Sepsis is a major public health concern: 10% of patients with sepsis die, and mortality quadruples with progression to septic shock.1 Systemic inflammatory response syndrome (SIRS) criteria, originally published in 1992, are commonly used to detect sepsis, but as early as 2001, these criteria were recognized as lacking specificity.2 Nonetheless, the use of SIRS criteria has persisted in practice. Sepsis was redefined in Sepsis-3 (2016) to guide earlier and more appropriate identification and treatment, which has been shown to greatly improve patient outcomes.1,3 Key recommendations in Sepsis 3 included eliminating SIRS criteria, defining organ dysfunction by the Sequential Organ Failure Assessment (SOFA) score, and introducing the quick SOFA (qSOFA) score.1
The qSOFA combines 3 clinical variables to provide a rapid, simple bedside score that measures the likelihood of poor outcomes, such as admission to an intensive care unit (ICU) or mortality in adults with suspected infection.1,3 The qSOFA score is intended to aid healthcare professionals in more timely stratification of those patients who need escalated care to prevent deterioration.1 The assessment also has been explored as a screening tool for sepsis in clinical practice; however, limited data exists concerning the comparative utility of qSOFA and SIRS in this capacity, and study results are inconsistent.4-6
The most important attribute of a screening tool is high sensitivity, but high specificity also is desired. The qSOFA could supplant SIRS as a screening tool for sepsis if it maintained similarly high sensitivity but achieved superior specificity. Therefore, our primary objective for this study was to determine the effectiveness of qSOFA as a screening assessment for sepsis in the setting of a general inpatient medicine service by contrasting the sensitivity and specificity of qSOFA with SIRS in predicting sepsis, using a retrospective chart review design.
Administrative data from the Department of Veterans Affairs (VA) Corporate Data Warehouse were accessed via the VA Informatics and Computing Infrastructure (VINCI) and used to identify VA inpatient admissions and obtain the laboratory and vital sign data necessary to calculate SIRS, qSOFA, and SOFA scores. The data were supplemented by manual review of VA health records to obtain information that was not readily available in administrative records, including septic shock outcomes and laboratory and vital sign data obtained in the ICU. This study was approved by the institutional review board at the University of Iowa and the research and development committee at the Iowa City VA Medical Center (ICVAMC).

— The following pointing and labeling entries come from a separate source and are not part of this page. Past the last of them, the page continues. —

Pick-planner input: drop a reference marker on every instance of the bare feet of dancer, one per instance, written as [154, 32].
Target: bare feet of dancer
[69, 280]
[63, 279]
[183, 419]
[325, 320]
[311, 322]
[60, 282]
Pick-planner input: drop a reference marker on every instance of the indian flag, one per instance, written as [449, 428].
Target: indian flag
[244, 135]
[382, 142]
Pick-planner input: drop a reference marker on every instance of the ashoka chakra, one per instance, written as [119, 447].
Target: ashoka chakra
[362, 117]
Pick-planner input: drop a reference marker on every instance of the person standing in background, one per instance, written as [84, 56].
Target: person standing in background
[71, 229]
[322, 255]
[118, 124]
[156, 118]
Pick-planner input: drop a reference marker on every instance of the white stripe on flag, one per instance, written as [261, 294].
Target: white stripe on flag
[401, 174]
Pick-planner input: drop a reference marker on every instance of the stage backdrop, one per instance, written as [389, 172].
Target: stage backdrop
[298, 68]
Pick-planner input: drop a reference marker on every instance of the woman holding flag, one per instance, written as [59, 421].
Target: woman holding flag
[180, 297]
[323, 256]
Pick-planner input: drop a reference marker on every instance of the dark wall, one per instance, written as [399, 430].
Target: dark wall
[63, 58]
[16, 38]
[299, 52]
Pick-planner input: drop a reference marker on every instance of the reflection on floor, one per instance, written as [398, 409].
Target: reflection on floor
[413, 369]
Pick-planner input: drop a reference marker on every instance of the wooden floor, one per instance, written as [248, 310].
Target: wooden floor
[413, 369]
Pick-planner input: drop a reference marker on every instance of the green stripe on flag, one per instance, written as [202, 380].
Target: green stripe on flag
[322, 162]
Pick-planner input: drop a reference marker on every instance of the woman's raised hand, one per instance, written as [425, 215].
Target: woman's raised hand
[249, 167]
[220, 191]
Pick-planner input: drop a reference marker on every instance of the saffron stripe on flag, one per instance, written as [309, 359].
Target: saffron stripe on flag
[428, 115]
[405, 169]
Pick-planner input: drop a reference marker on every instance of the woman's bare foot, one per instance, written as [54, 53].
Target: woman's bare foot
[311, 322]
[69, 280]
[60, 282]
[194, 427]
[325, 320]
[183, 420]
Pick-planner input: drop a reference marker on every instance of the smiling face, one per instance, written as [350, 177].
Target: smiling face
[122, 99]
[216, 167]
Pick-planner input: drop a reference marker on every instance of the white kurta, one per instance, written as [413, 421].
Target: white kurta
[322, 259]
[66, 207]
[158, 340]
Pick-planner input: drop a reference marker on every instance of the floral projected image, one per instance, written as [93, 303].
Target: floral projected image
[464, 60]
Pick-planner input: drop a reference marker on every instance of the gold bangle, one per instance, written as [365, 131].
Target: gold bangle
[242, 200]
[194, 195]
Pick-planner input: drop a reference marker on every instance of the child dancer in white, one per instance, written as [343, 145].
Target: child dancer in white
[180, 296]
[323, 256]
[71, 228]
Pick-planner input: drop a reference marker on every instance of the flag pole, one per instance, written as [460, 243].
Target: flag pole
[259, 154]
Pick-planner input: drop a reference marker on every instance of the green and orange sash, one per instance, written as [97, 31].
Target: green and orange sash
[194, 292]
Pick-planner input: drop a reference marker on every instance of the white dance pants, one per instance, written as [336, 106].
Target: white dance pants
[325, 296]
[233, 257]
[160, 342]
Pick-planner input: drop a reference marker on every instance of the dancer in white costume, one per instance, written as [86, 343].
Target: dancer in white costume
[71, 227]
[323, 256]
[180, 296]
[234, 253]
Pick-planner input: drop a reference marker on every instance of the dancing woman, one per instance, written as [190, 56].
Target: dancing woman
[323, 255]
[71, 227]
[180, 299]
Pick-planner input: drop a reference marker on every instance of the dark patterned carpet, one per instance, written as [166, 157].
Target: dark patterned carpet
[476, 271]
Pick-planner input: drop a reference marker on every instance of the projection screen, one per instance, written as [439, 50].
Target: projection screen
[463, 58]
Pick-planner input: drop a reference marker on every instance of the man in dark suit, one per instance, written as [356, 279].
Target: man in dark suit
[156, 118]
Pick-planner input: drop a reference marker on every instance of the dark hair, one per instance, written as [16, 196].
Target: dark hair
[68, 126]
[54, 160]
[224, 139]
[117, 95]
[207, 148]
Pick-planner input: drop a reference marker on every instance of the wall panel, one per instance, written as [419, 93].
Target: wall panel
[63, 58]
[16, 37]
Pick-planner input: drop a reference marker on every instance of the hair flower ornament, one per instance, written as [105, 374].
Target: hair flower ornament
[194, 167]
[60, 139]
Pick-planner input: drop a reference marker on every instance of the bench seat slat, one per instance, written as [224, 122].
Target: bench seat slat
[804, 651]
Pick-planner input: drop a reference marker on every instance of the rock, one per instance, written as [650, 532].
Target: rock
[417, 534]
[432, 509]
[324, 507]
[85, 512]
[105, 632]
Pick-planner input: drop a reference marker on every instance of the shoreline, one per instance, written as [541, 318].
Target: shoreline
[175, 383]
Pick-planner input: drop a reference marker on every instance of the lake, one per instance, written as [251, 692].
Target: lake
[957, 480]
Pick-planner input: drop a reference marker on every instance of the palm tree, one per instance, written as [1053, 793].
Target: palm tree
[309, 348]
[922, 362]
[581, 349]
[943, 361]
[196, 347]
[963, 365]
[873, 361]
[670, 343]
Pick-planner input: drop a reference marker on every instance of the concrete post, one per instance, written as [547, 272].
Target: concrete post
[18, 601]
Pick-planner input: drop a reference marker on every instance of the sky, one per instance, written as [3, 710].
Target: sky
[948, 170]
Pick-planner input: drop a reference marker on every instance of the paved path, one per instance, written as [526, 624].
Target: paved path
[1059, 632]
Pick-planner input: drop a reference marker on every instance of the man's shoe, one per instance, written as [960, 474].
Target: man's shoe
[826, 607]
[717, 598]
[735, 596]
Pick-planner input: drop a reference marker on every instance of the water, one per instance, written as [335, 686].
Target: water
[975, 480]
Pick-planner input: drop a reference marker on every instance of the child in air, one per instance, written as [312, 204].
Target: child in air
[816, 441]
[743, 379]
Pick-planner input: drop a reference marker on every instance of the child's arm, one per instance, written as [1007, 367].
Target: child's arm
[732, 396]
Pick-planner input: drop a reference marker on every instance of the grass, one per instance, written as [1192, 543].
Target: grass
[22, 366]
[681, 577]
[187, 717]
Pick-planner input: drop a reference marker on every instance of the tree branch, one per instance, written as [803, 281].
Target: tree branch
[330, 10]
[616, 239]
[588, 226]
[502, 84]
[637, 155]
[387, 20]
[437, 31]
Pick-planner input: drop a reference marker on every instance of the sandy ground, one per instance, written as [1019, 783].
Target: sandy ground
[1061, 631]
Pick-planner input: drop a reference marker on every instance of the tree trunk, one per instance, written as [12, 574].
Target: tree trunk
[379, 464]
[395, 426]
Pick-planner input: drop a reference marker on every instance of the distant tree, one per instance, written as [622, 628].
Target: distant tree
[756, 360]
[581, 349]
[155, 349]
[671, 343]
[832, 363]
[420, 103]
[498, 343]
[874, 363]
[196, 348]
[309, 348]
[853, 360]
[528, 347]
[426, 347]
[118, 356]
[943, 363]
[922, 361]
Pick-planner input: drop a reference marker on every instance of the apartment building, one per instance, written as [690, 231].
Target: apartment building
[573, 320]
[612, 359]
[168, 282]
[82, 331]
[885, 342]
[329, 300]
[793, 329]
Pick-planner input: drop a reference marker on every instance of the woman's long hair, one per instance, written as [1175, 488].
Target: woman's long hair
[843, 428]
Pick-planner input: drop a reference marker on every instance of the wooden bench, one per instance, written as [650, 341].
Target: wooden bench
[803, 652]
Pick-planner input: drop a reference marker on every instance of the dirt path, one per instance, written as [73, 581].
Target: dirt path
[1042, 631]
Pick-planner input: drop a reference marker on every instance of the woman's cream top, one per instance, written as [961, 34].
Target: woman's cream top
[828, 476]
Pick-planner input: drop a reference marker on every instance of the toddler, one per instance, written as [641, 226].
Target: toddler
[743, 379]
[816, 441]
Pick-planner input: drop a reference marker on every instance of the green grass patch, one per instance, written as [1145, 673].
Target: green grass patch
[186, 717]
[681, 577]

The study population included veterans admitted to the nonsurgical medicine unit at ICVAMC between August 1, 2014 and August 1, 2016 who were transferred to an ICU after admission; direct ICU admissions were not included as the qSOFA has been shown in studies to be more beneficial and offer better predictive validity outside the ICU. Excluding these direct admissions prevented any potential skewing of the data. To control for possible selection bias, veterans also were excluded if they transferred from another facility, were admitted under observation status, or if they had been admitted within the prior 30 days. These patients may have been more critically ill than those who presented directly to our facility and any prior treatment could affect the clinical status of the patient and assessment for sepsis at the time of presentation to the VA. Veterans were further required to have evidence of suspected infection based on manual review of the health record, which was determined by receipt of an antibiotic relevant to the empiric treatment of sepsis within 48 hours of admission.